Danillo’s voice could be heard calling impatiently from the studio. He was finally in the mood to work, and if everyone was on schedule he’d be finished with this in less than a half-hour.
“Ready?” asked Robertson.
Daisy took one more look in the mirror. It was hopeless to make any objections. They’d done so much to her that she hadn’t the faintest idea of where to start to make it less awful.
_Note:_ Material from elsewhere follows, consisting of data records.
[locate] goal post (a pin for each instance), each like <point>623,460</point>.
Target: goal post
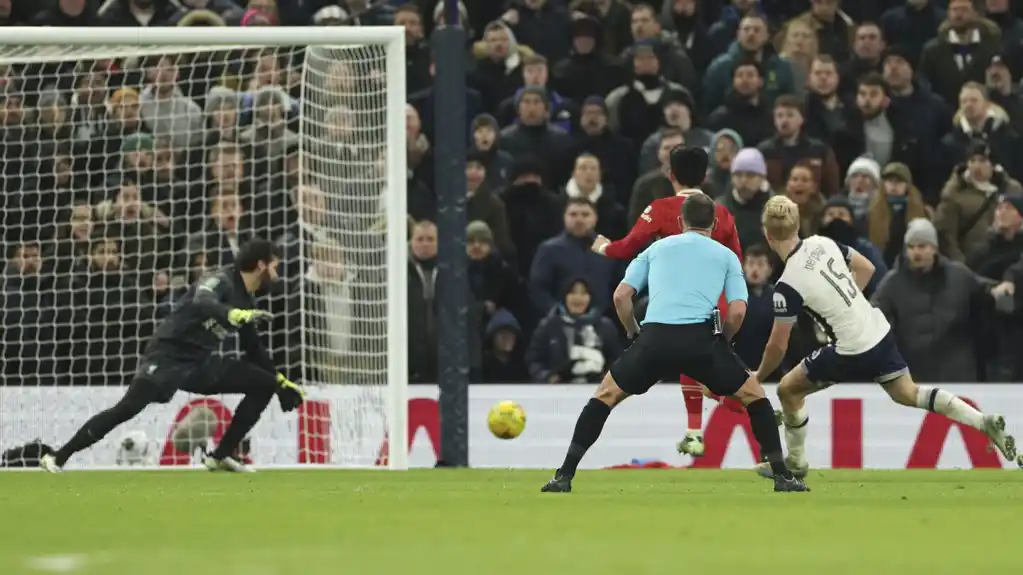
<point>136,158</point>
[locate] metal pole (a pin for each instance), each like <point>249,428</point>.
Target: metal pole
<point>452,278</point>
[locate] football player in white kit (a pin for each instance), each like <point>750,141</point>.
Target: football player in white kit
<point>825,280</point>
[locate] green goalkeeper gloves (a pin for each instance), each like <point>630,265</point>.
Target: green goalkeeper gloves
<point>239,317</point>
<point>290,394</point>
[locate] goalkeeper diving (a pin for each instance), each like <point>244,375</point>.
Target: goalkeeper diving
<point>182,355</point>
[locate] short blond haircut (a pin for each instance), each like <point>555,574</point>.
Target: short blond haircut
<point>781,218</point>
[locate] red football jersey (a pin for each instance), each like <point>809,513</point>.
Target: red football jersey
<point>661,220</point>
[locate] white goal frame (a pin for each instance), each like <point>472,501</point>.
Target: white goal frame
<point>393,39</point>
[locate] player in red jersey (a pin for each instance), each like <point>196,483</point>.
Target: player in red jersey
<point>660,219</point>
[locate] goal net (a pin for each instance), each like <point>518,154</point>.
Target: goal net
<point>136,159</point>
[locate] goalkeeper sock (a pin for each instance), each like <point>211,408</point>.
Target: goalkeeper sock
<point>795,433</point>
<point>246,416</point>
<point>693,396</point>
<point>588,428</point>
<point>950,406</point>
<point>765,430</point>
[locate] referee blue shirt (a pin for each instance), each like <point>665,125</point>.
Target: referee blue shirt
<point>685,275</point>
She got up gingerly. The stool had cut off the circulation in her legs and she felt stiff and weary. She didn’t need to change from the terry robe since she would merely slip it off her shoulders for the head shot. She belted it more securely and turned to look at Theseus.
“Now you stay right here until I get back,” she told him. Instead of his usual patient acceptance of her instructions, he stood up on the couch, bared his teeth at her and growled low in his throat, breaking his lurcher’s silence. It was unthinkable. Daisy went closer to him and he suddenly cringed away, growling desperate protest all the while.
“Theseus!” she cried. He shivered all over at the sound of Daisy’s voice coming from the stranger’s face, and when she put out her hand to him, he flinched and refused to sniff it.
“THAT DOES IT!” Daisy said and turned back to the table, plunged her hand deep into a jar of cold cream and smeared it forcefully from one cheek to another. “Take off the jewels, take down my hair and call Alonzo in here to take off the rest of the make-up!” she ordered the hairdresser. Robertson, who could feel the room darkening and whirling around him, had retreated to a corner to get away from this madwoman.
“Alonzo,” Daisy called out to the reception room, “I need you.”
The make-up man hurried in as she was scrubbing the second handful of cold cream over her chin and forehead.